本测试模块所有测试文件及结果都在91上的 rhoddb-test 容器中
一、安装与启用
1.Click on the green "Clone or download" button on the top right corner of this page to obtain the web URL. Download this module by running git clone <URL> on command line.
将clone的文件放在 /sites/all/modules下面,然后去启用模块
2.Tripal Expression(在TRIPAL EXTENSIONS下面)的依赖模块如下:Requires: Tripal (enabled), Views (enabled), Chaos tools (enabled), Path (enabled), Search (enabled), PHP filter (enabled), Entity API (enabled), Redirect (enabled), Tripal Chado (enabled), Date (enabled), Date API (enabled), Image (enabled), File (enabled), Field (enabled), Field SQL storage (enabled), Link (enabled), Tripal Chado Views (enabled), Tripal Biomaterials (disabled), jQuery Update (enabled)
所以还要开启一个Tripal Biomaterials的模块
二、加载数据
本篇以马樱杜鹃数据作为测试数据
1.去ncbi上下载了马樱杜鹃的100条biosample数据(右下角选择send to,然后file,format选择Full XMLtext下载全100条数据即可),然后在 Tripal -> DataLoader -> Chado Biological...下面选择导入文件( ,后台drush以后去publish即可,看到有100条生物体(biosample)信息被插入了
2.使用生物样品批量上样器插入数据库的属性将作为新字段提供。可以通过转到 admin->structure->Tripal Content Types -> Biological Sample 并按屏幕左上角的 + Check for New Fields 按钮来找到它们。
三、加载表达式数据
需要前期准备的工作:上传马樱杜鹃的转录组的fasta文件(这里的转录组fasta文件可以用gffread命令通过基因组fasta文件和gff3注释文件提取:gffread -w output.fasta -g genome.fasta input.gff)、创建好你想与之关联的analysis(用一开始搭建网站的那个analysis也行)
1.表达式数据加载程序
Chado Expression Data Loader (位置在 Tripal -> Data Loaders -> Chado Expression Data Loader)为用户提供了一种加载与实验关联的表达式数据的方法。加载器可以从两种类型的格式(矩阵和列)加载数据。矩阵格式需要一行包含生物样本名称的数据。第一列应是唯一的功能名称。要素必须已加载到数据库中。如果不存在,将添加生物样本。表达值将映射到列中的生物样本库和行中的特征。一次只能加载一个矩阵文件。列格式要求第一列包含要素,第二列为表达式值。(这里我们做transcript的矩阵文件,用华东师兄转录组流程跑出的那个matrix文件即可)

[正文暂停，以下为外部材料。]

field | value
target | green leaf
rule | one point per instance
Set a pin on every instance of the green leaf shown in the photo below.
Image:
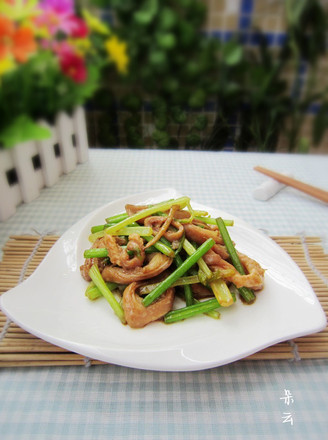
(166, 40)
(197, 99)
(320, 124)
(193, 140)
(232, 53)
(201, 122)
(146, 14)
(22, 129)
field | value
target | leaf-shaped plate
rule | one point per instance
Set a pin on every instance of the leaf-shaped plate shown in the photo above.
(51, 305)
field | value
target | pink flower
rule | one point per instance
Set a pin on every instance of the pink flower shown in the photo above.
(79, 28)
(60, 7)
(73, 66)
(58, 15)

PS:在文件上传地方,上传文件时会报错说失败了,因为用户数据目录没有赋予写入权限,于是去sites目录下面找,原来tripal的用户数据目录是在sites/default/files/tripal目录中,于是给它开放写入权限,即可上传成功数据
2.在这部分里面必填内容中需要选择organism(马樱杜鹃)、源文件类型(矩阵matrix)、sequence type选择mRNA、名称匹配选择unique name、最下面的单位部分选择FPKM
最后切记要记得把Data Delimiter选择成为comma逗号分隔符,它默认是tab制表分隔符,而我上传的csv是逗号的,不改这个会报错找不到某个转录本,0,0,0,......这样一堆逗号命名的转录本id,错误如下:
Feature, Rhdel03G0200500.1,0,0,0,0.040786,0,0,0,0,0,0,0,0,0,0,0, does not exist in the database.

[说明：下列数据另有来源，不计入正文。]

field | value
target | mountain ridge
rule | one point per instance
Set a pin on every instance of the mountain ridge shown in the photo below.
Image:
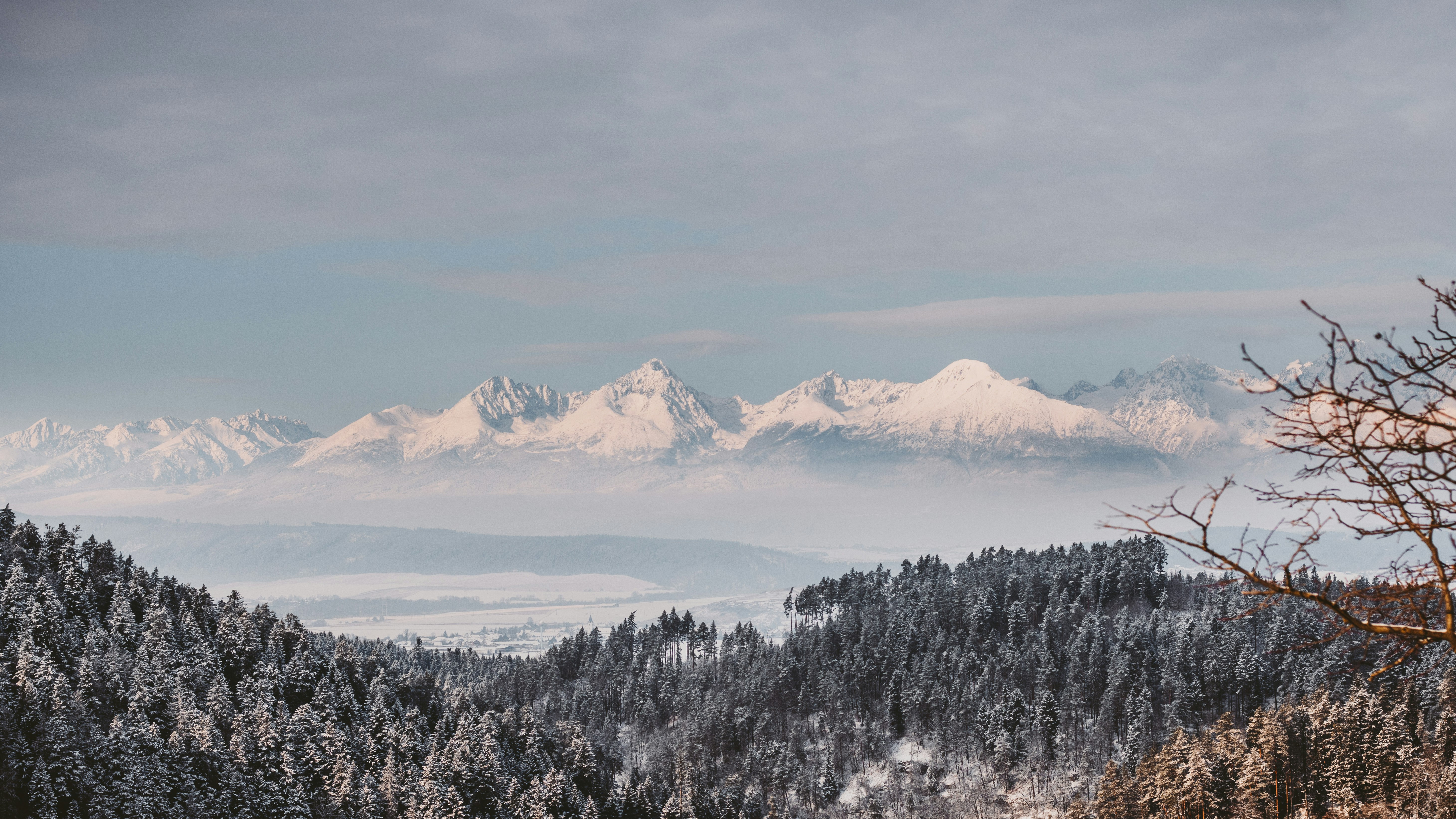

[site http://default] [TRIPAL ERROR] [TRIPAL_JOB] Feature, Rhdel03G0200500.1,0,0,0,0.040786,0,0,0,0,0,0,0,0,0,0,0, does not exist in the database.
3.然后在直接使用华东师兄跑出来的结果的话会有一个问题,师兄跑的时候是以一个Project为一组跑的,里面的转录本命名是SRRXXXX,而导入生物体样本时候第一行sample name不是这个SRR转录组名字,所以会找不到,导致报错,如下:
Step 1 of 23: Parsing input file...
Found 46348 features and 15 samples.
Step 2 of 23: Find Existing Features...
Step 3 of 23: Find Existing Elements...
Step 4 of 23: Insert New Elements...
Step 5 of 23: Get Newly Inserted Element IDs...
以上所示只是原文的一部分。